Here’s a brief look into “Nirvana” by Alexis Cñe, releasing 6/1/18.
“Someone’s a big girl now!” he said playfully, making me smile and blush a little bit. “You ready to hit the streets with ya boy?”
“Do you have to ask?” I said giddily, walking to the front doors like I already knew where we were going.
“You tired of eating the same basic BS they’re dishing out around here yet?” I could see it in his face he already had a plan and was looking for confirmation.
“Am I?!” I paused. “But Roland, we’re just hanging, right? Like friends?” I nervously asked because I had been up and down about the way I was feeling about him lately. Getting away and alone with him would probably make those feelings harder to decipher.
“Nirvana. Why do you keep doing that? Every time you feel a little something good, you want to stop it. It’s okay to just ride those good feelings out.” He sounded a little disappointed as he grilled me with his gaze and I felt guilty that I was ruining the mood.
“I think you know the answer to that,” I said uneasily.
“I know that I know the answer to that, so I need to address it before we leave this place. I want to hear you say it. You’ve been hesitant and indifferent about your own thoughts since we met. I can see it on your face every time you get in that head of yours. Go ahead and say why?”
He was ready to clear the air and I knew it was time. I looked away not knowing how I wanted to put it. “Naw, look at me.” He came close and gently guided my face with the side of his index finger beneath my chin and locked eyes with me. The butterflies started waking up in my belly making me smile, which made him smile, causing those butterflies to have a field day.

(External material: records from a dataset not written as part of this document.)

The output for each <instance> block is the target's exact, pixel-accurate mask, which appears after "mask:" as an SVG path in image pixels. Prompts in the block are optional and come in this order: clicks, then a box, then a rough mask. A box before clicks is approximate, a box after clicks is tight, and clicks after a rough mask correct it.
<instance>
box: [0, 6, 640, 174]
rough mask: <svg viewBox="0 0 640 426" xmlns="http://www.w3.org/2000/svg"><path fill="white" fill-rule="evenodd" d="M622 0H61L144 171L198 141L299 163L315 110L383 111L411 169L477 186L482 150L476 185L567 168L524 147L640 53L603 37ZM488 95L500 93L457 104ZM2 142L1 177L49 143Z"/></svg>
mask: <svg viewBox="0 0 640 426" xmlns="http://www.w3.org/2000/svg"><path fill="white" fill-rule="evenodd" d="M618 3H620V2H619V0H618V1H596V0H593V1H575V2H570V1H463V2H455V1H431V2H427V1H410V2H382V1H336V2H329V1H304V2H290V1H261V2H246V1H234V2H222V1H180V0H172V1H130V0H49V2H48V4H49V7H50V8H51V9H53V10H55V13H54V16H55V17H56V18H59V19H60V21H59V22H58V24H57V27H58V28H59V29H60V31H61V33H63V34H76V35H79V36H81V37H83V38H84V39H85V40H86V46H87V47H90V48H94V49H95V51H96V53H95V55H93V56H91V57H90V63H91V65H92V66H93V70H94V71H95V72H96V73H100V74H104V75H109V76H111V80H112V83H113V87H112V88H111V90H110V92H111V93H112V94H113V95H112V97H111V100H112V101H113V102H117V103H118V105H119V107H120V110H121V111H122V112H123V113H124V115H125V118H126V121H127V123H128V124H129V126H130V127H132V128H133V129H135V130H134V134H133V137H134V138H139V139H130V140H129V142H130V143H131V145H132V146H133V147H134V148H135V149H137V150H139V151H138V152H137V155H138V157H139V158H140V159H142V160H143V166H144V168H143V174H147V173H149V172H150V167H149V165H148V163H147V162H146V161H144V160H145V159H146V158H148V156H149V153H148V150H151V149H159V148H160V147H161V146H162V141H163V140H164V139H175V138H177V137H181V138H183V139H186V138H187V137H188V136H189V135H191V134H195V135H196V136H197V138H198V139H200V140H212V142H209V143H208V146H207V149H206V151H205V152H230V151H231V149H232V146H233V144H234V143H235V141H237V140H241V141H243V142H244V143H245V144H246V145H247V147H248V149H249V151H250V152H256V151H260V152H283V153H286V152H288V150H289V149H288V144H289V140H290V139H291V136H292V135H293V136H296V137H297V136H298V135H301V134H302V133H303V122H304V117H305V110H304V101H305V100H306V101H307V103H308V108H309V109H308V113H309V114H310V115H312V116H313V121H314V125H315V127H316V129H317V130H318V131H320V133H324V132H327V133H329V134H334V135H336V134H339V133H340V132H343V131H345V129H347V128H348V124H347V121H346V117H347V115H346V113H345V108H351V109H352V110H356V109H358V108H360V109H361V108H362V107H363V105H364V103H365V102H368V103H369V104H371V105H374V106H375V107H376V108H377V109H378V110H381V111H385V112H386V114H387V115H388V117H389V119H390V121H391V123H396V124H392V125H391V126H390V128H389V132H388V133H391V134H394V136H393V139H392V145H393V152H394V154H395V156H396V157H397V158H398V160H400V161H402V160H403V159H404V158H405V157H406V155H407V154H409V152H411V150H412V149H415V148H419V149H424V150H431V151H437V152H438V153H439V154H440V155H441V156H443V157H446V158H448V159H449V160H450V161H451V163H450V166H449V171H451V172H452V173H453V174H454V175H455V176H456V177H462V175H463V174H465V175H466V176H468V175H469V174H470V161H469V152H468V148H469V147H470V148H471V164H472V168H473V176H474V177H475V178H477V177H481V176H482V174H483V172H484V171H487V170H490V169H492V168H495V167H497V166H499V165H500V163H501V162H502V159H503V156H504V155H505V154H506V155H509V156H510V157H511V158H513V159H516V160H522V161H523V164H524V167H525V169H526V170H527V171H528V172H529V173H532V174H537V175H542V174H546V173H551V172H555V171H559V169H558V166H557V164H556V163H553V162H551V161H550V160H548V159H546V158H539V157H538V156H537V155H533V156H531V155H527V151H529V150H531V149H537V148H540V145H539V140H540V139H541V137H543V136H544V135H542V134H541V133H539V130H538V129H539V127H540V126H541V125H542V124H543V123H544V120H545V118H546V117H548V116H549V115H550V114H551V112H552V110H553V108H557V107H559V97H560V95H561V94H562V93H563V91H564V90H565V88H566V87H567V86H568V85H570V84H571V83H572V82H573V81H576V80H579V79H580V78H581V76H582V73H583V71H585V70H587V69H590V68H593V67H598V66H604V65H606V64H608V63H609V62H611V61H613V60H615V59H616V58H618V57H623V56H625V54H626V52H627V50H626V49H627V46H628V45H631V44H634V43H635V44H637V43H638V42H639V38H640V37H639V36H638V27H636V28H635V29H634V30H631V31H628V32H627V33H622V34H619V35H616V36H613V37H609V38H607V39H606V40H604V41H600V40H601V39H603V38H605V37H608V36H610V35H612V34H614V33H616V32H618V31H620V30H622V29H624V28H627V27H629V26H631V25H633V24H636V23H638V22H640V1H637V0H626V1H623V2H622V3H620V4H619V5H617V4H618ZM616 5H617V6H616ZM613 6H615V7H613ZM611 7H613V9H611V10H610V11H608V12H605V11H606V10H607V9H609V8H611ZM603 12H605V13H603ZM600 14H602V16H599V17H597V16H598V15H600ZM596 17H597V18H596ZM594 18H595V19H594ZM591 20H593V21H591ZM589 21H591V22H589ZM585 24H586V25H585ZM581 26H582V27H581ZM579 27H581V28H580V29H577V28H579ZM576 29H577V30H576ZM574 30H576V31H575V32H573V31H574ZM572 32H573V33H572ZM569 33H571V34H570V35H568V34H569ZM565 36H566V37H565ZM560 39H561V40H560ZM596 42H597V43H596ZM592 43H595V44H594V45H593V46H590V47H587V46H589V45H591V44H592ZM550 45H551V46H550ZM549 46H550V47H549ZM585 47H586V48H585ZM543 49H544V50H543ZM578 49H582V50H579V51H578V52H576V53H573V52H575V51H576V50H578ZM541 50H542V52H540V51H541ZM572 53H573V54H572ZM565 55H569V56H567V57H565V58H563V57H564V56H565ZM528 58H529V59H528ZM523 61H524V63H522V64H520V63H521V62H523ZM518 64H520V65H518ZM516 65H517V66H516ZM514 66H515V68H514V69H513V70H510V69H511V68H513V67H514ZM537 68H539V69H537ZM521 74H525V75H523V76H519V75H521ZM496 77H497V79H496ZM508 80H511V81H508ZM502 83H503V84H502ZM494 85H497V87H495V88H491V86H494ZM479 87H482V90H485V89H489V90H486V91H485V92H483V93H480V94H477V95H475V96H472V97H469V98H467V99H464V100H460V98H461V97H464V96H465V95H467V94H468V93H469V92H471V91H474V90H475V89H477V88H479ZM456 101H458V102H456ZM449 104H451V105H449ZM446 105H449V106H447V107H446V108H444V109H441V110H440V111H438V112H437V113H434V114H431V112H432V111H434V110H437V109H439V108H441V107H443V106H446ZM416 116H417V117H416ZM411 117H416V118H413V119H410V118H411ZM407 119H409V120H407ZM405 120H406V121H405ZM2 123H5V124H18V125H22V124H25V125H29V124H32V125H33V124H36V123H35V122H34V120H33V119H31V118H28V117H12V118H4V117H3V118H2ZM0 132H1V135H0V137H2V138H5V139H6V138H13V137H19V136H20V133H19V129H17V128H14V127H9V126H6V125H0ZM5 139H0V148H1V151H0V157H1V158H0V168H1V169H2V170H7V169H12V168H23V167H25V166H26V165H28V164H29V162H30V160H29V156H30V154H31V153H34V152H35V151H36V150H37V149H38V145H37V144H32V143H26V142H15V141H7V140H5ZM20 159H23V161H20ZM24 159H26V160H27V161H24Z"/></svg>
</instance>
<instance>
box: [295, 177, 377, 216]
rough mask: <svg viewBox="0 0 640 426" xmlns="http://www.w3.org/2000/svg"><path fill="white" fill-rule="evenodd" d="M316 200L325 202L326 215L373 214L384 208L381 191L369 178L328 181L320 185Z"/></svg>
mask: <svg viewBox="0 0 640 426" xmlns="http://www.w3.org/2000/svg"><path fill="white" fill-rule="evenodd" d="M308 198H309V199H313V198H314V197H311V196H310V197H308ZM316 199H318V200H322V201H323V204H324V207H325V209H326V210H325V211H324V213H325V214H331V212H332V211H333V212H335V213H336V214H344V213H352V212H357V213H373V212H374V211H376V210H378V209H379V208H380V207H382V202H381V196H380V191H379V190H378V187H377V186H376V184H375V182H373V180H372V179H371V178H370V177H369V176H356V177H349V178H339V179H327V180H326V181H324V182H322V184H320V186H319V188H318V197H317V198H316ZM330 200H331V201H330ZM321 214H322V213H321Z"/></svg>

“I…I’m not even going to lie. You’re kind of pulling me in, if you know what I’m sayin, and I don’t get pulled in, ever! I have never, ever, been pulled in!” I giggled as I saw him lighting up. “On top of that, I’m trying to learn how to cope with losing everybody I loved. I don’t know if I could handle losing…”

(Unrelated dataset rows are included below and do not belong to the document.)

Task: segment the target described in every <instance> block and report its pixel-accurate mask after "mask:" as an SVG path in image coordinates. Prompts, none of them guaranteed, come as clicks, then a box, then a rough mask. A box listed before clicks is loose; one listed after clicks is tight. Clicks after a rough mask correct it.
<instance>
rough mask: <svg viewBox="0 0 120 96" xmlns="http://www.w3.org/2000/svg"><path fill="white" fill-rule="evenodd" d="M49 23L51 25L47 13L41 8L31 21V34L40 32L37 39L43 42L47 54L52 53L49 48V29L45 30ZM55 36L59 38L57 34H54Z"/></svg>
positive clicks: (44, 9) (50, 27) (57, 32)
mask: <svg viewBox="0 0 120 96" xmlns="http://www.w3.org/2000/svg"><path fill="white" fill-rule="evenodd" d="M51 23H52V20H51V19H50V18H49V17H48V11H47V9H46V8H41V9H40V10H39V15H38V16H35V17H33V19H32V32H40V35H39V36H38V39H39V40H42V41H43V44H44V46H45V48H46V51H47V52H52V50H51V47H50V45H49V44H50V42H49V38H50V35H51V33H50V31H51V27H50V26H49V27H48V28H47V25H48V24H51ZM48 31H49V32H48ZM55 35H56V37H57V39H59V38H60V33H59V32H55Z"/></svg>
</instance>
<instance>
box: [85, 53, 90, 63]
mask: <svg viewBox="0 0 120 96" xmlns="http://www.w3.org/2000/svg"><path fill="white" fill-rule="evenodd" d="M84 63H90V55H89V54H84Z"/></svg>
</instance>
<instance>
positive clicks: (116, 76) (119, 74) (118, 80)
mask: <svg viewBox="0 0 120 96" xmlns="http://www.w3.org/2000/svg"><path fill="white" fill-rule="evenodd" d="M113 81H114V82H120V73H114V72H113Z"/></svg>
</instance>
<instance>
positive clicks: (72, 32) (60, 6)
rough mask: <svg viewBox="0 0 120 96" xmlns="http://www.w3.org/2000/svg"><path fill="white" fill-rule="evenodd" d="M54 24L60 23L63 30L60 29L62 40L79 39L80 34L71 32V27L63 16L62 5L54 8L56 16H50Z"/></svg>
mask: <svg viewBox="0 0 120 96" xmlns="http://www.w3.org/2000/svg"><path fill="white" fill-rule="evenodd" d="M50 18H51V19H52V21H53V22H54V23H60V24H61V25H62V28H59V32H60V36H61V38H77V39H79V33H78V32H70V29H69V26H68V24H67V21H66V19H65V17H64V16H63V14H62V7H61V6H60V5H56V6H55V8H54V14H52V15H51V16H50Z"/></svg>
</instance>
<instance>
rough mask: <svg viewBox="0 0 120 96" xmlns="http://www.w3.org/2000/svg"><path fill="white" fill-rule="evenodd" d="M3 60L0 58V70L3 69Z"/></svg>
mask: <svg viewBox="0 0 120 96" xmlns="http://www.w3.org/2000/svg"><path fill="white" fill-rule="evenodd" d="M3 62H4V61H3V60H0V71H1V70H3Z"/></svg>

I hesitated because I realized that it was too late and he already knew that, too. I already looked forward to seeing Roland every day. I would miss the newfound happiness I get from him if he left today. I wasn’t in love with him or at least I felt like I couldn’t be, not yet. Whether I’d admit it or not, I was falling for this charming, intelligent, young man, the more time we spent together.